Of course, my mind immediately jumped to the version we can expect from some of the less scrupulous papers, given that this is a Tesla we're talking about....

*[Moderator Note: The following is SATIRE - not the actual article contents]*

*Tesla crushed, driver killed by 1-ton block of concrete; unclear if Autopilot was engaged*









In this Monday, July 23, 2018 photo, emergency personnel discuss how to defuse the highly flammable battery pack to prevent it from setting fire to the surrounding neighborhood. (Cristina M. Fletes/St. Louis Post-Dispatch via AP)

By *BUSINESS INSIDER*
PUBLISHED: July 24, 2018 at 11:00 am | UPDATED: July 24, 2018 at 11:53 am









Officers at the scene discuss what charges to level against the manufacturer and its CEO. (Cristina M. Fletes/St. Louis Post-Dispatch via AP) ​ST. LOUIS (BI) - Authorities say a prominent businesswoman and the wife of a former St. Louis police chief was killed instantly when a 1-ton chunk of concrete fell from a bridge over a roadway and crushed her car - the fifth case of a person dying in a Tesla this year, leading critics to question the safety of the struggling brand's vehicles under the leadership of its increasingly erratic CEO, Elon Musk.
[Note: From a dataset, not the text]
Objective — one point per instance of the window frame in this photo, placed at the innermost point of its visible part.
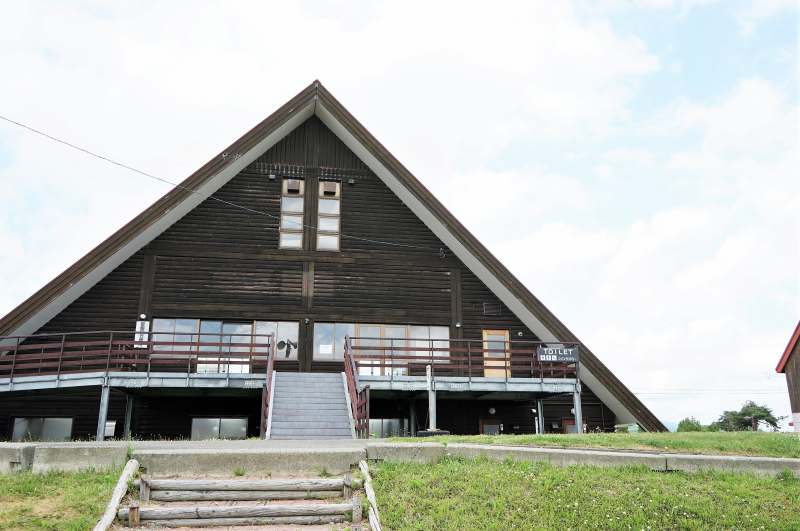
(320, 233)
(293, 232)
Police on Tuesday identified the victim as Janet Torrisi-Mokwa, 58.

Investigators say Torrisi-Mokwa was driving her Tesla Monday on Forest Park Parkway when a driver lost control on the bridge over the parkway and slammed into the concrete barrier. A large chunk of concrete was dislodged and fell onto Torrisi-Mokwa's car. It is unclear at this point whether Torrisi-Mokwa was using the Autopilot self-driving system, which has been blamed in a string of deaths amid calls from concerned citizens for the product to be banned.
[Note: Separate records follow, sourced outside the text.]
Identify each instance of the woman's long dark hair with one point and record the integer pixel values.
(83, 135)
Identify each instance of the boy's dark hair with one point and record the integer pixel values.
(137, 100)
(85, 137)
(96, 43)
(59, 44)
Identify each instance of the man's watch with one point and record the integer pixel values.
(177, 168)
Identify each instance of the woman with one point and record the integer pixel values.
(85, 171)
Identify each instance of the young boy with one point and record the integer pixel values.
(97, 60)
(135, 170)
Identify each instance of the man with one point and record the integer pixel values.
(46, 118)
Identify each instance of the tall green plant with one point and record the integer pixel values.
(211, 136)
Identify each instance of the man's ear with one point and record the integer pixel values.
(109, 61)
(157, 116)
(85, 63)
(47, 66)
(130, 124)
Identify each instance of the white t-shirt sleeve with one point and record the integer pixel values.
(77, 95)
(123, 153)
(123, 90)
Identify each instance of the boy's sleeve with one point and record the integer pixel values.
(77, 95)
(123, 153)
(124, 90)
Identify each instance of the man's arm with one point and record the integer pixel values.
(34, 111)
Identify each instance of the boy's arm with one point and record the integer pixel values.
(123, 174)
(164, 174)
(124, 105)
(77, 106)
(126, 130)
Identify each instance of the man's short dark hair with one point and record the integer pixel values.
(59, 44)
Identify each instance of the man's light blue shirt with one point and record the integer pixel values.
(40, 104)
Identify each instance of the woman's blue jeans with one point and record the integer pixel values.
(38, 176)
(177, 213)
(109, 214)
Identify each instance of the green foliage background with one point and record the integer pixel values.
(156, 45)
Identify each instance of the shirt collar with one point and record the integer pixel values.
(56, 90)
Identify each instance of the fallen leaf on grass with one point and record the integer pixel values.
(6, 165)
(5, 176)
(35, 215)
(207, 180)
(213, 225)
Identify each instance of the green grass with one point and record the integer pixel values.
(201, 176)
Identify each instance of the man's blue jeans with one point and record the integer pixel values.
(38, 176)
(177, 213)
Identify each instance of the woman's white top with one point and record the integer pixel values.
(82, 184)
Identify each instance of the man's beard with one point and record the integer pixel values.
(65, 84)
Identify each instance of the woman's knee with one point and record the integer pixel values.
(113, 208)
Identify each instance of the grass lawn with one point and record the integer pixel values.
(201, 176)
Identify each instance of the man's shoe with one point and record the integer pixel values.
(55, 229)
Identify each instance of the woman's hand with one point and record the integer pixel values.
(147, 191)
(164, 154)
Experts were mixed in their opinion as to whether Autopilot could have contributed to the concrete block falling on the vehicle. "It's possible that the driver did not stop to look above her for falling concrete because she was using Twitter on her smartphone", said one expert who requested not to be named for this article.
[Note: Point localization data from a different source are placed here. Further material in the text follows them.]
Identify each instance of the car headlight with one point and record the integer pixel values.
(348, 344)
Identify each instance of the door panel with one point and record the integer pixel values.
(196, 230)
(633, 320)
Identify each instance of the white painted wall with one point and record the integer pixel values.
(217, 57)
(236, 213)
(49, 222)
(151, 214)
The 22-year-old driver of the gasoline-powered car that struck the barrier was only treated for minor injuries.

Torrisi-Mokwa was the founder of Congruence Inc., a leadership advisory firm, and was active with the Humane Society of Missouri. She had been married for 25 years to Joe Mokwa, 68, who was police chief of St. Louis from 2001 to 2008. It is unclear whether her heirs plan to sue Tesla for the loss of their loved one, and if so, whether the company would be able to pay any compensation due to its impeding bankruptcy.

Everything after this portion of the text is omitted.